The money is being drawn from the government's Humanitarian Emergency Fund and will include $15 million to help people displaced by drought and conflict in Ethiopia, Kenya and Somalia as well as $10 million to help feed refugees in Lebanon and Jordan and $4 million of "nutrition support" for vulnerable people in Yemen.
The government said that since the pandemic there had been a dramatic increase in the number of people at risk of acute food insecurity, with an estimated 350 million people worldwide considered to be in dire circumstances.
Foreign Minister Penny Wong said "conflict and climate change are driving unprecedented levels of humanitarian need, particularly in Africa and the Middle East".
The World Food Program estimates 90 per cent of Somalians are suffering from "insufficient food consumption" and almost a third of children there have chronic malnutrition.
The new round of humanitarian assistance follows a commitment of $25 million announced in February.
A coalition of humanitarian organisations, the Help Fight Famine campaign, said the extra funds would save lives and ease the impact of malnutrition.

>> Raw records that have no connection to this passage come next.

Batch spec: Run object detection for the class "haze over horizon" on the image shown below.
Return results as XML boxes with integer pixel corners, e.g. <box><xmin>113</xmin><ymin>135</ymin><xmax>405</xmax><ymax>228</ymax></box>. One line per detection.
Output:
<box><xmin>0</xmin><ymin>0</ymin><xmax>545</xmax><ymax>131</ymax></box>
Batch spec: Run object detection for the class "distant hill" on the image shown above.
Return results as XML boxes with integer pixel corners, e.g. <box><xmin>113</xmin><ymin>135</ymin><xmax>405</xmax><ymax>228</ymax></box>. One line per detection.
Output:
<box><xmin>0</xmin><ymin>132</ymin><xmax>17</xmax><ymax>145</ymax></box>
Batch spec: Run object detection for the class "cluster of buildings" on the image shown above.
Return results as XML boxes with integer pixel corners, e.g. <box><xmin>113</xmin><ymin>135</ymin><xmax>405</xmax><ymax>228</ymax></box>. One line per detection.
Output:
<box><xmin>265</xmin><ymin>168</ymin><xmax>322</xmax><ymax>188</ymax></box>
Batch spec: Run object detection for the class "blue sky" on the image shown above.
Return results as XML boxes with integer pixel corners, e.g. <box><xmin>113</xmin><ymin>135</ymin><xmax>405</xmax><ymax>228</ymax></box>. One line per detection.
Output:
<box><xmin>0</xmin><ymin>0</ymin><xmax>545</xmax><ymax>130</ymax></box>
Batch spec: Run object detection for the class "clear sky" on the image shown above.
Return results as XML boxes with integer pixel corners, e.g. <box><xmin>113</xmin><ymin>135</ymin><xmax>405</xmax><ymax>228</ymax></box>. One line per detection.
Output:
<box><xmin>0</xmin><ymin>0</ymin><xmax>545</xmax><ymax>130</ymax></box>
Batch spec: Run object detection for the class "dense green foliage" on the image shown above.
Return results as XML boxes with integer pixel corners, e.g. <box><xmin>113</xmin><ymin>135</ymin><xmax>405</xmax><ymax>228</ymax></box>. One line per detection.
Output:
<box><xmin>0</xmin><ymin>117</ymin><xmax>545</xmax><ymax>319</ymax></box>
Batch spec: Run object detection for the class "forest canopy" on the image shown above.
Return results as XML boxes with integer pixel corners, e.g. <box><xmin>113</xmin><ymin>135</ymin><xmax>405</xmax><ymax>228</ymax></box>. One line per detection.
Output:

Spokesman Tim Costello said the new funding, coming on top of $40 million allocated in the budget to famine relief, meant Australia had "now made a decent contribution to the global famine response".
"Australian efforts will alleviate suffering and prevent deaths," he said. "We fully acknowledge Australia's efforts and will continue making the case for Australia to invest in creating a stronger, safer world for all."